Thanks to Clara for this recipe and photo (and also for the Genoa Swiss Chard Recipe!)Adapted from a Recipe by Ted Allen
- 10 cloves garlic, peeled
- 2 cups white vinegar
- 6 teaspoons kosher salt
- several sprigs of fresh dill
- 1 teaspoon celery seed
- 1 teaspoon mustard seed
- 1 teaspoon black peppercorns
- 6 kirby cucumbers, quartered lengthwise
- 6 young spring carrots, peeled and cut in half length wise if they're too thick
- 1 handful large scallion pieces or green beans
- Optional: add 4 small hot red chiles or 2 jalapenos, 1/2 tsp of coriander seeds, 1/2 tsp pink peppercorns
- In a medium saucepan, bring 4 cups water to a boil, reduce the heat so the water simmers and add the garlic. Cook for 5 minutes. Add the vinegar and salt, raise the heat and bring to a boil, stirring until the salt dissolves. Remove from the heat.

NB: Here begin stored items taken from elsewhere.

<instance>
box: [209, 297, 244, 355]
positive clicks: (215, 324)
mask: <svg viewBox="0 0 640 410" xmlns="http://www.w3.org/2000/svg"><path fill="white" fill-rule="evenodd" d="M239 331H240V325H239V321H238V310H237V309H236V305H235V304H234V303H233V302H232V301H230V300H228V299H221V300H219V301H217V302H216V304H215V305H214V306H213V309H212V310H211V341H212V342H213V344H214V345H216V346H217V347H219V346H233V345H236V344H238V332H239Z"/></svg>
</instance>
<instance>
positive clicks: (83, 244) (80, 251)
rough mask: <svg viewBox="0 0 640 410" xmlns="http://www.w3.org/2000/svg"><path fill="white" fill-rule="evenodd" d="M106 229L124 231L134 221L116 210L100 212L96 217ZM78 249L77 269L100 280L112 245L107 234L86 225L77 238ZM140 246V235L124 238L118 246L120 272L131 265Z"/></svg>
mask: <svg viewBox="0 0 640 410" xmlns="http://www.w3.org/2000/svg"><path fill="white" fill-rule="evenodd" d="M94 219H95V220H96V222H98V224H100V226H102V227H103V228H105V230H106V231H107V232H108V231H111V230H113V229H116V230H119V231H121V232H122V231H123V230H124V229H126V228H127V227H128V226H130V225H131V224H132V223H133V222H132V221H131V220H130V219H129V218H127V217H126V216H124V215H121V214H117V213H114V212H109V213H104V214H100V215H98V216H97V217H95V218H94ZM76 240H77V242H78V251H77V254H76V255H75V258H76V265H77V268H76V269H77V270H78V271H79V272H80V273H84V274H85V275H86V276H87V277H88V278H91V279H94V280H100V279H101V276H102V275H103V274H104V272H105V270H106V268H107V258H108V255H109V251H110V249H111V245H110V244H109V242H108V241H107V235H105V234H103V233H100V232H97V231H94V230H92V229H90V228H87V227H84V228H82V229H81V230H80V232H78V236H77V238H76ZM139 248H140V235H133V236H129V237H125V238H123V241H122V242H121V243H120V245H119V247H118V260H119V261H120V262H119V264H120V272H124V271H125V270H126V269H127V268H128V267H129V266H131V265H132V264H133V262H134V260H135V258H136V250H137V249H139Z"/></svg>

- In 2 clear 1-quart jars, place a few sprigs of dill. Divide the seeds and peppercorns between the jars. Using tongs, remove the garlic from the brine and place 5 cloves in each jar. Then pack the jars full of cucumbers, carrots, scallions or green beans, and chiles. You want them to be tightly stuffed.
- Bring the brine back to a boil, pour it over the vegetables to cover completely, let cool, then cover and refrigerate. The pickles will taste good in just a few hours, better after a couple of days. And they'll keep for about 3 months.